The Stupid Agent: You do everything right. There are no prompt injections in your state. You wall off FooBarDB and force the agent to use the CLI tool. The model decides to delight you by generating an unusual and interesting sequence of tokens that will optimally save storage space for you, translating to a lambda that deletes your production data entirely.

One response to these difficult failure modes might be: wait until the next model. Maybe a smarter model will never delete all of your production data, or implement a slow locking protocol. But even the smartest model is subject to the four horsemen of the distributed apocalypse: asynchrony, crashes, concurrency, and network partitions.

In recent work called LogAct, my colleagues and I take a first step towards solving this problem. We go back to the difference between vibe coding and vibe engineering: git is transactional, infrastructure is not. How do we make infra more transactional, like git?

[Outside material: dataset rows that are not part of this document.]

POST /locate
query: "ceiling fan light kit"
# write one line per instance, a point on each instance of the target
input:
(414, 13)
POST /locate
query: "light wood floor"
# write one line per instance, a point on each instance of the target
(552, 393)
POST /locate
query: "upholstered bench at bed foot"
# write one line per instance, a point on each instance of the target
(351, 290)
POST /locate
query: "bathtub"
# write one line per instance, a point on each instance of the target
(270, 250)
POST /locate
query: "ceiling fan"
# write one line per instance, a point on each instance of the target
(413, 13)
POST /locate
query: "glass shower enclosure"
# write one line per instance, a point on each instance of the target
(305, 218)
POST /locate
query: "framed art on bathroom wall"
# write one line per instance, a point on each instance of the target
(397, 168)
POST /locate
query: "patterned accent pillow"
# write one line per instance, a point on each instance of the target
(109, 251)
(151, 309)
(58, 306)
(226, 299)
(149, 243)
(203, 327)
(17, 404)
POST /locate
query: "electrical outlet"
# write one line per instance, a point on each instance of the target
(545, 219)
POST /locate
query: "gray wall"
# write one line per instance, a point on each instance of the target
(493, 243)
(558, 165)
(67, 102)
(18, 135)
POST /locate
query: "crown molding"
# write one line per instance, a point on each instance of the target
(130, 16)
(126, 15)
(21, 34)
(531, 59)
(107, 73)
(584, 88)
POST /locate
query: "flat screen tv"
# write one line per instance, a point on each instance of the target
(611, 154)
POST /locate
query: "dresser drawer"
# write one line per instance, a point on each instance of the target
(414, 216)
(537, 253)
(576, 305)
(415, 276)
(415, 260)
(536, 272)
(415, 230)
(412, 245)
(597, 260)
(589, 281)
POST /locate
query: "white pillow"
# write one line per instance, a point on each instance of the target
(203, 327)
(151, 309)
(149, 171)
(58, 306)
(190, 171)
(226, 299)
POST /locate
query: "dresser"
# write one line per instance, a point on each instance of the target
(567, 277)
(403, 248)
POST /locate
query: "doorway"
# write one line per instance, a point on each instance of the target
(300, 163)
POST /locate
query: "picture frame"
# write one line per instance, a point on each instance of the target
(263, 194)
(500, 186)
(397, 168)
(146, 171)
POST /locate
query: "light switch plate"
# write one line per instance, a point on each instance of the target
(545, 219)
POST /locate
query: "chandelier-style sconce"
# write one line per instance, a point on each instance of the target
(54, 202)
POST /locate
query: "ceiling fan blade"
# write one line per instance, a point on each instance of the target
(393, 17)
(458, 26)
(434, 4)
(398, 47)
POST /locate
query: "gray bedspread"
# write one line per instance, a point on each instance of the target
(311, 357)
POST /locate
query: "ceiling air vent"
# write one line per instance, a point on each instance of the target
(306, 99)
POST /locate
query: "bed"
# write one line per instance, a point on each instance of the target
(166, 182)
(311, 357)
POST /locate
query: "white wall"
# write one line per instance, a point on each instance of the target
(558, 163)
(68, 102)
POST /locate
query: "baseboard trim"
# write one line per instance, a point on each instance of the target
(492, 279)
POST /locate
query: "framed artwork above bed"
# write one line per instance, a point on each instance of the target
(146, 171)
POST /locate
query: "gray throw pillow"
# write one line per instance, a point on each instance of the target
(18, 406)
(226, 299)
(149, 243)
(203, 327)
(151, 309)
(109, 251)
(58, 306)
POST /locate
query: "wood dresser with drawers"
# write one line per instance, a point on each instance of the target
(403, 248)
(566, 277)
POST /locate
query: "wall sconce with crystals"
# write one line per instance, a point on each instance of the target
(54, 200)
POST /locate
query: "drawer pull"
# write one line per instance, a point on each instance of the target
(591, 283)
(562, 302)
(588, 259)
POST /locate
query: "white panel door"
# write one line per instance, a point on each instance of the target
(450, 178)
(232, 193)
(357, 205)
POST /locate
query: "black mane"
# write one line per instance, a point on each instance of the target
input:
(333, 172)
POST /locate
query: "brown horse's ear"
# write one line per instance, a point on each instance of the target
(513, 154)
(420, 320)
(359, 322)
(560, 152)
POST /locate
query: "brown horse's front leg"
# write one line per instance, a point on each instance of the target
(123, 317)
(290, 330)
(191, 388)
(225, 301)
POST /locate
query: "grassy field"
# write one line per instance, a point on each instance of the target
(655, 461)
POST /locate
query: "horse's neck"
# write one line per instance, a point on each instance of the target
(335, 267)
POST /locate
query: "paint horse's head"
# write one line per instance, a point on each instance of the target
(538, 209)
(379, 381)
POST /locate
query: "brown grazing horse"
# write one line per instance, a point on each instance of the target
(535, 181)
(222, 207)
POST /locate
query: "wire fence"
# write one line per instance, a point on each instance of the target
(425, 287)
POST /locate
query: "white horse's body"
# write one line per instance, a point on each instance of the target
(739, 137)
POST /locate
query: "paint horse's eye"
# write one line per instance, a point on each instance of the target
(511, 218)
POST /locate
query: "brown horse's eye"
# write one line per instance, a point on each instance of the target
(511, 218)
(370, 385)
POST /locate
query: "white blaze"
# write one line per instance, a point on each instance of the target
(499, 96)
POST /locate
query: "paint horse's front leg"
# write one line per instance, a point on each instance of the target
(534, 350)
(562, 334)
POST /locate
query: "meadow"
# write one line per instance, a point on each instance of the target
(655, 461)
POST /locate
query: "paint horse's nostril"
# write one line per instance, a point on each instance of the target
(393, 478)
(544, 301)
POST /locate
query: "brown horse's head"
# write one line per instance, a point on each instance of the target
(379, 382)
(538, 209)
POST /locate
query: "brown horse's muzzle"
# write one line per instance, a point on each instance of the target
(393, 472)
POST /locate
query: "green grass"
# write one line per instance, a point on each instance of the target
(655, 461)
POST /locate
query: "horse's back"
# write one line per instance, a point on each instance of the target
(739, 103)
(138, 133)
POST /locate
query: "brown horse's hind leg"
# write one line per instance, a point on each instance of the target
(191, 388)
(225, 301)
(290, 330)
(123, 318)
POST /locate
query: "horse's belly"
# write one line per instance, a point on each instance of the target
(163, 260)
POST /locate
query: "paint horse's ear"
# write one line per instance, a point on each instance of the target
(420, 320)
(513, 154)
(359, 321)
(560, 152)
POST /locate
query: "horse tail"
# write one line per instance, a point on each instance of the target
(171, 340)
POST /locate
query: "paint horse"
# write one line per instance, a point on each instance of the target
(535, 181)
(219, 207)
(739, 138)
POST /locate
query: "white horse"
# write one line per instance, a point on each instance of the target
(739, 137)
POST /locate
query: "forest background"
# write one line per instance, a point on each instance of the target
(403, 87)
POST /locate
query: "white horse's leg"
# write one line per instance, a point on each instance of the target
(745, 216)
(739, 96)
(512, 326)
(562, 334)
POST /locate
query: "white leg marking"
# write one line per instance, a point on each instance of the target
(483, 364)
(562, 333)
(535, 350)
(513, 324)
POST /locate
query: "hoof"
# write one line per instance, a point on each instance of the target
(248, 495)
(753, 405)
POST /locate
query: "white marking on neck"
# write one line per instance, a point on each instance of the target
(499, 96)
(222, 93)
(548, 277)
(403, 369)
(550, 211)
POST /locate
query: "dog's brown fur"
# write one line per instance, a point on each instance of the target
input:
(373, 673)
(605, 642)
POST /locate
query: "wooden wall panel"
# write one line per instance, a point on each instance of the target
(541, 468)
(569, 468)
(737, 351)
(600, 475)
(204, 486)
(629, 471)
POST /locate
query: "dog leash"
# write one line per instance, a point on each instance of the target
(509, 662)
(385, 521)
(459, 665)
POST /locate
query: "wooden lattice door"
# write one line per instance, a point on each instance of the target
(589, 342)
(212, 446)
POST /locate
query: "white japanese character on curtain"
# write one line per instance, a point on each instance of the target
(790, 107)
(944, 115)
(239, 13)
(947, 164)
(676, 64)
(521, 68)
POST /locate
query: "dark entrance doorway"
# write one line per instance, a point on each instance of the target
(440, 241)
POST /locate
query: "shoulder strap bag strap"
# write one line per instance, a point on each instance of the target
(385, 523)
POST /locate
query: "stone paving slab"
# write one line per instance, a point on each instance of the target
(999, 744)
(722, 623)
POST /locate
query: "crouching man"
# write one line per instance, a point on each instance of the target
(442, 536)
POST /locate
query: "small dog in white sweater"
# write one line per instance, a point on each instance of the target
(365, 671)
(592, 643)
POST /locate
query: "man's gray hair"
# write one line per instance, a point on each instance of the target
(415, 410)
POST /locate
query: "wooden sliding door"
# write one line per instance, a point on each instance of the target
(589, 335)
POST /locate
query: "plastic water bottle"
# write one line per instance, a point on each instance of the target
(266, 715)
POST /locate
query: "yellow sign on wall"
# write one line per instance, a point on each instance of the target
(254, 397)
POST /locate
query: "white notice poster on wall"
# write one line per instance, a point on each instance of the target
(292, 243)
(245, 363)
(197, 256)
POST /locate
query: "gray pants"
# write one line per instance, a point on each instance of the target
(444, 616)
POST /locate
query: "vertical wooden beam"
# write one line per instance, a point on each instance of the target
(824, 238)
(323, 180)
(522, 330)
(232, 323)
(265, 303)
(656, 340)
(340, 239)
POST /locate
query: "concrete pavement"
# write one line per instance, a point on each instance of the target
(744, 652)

We propose that an agent should be a deconstructed state machine on a shared log, borrowing ideas from distributed systems (State Machine Replication, Byzantine Fault-Tolerance) and databases (Atomic Commit, Write-Ahead Logging). LogAct can stop unsafe actions before they happen (by collecting votes on the shared log); recover from crashed actions (using the shared log as a WAL); and provide an audit trail for actions after they complete.

But this is just one step. A self-writing program is a strange, astonishing, and novel creature; making it reliable will require innovation in every branch of Computer Science!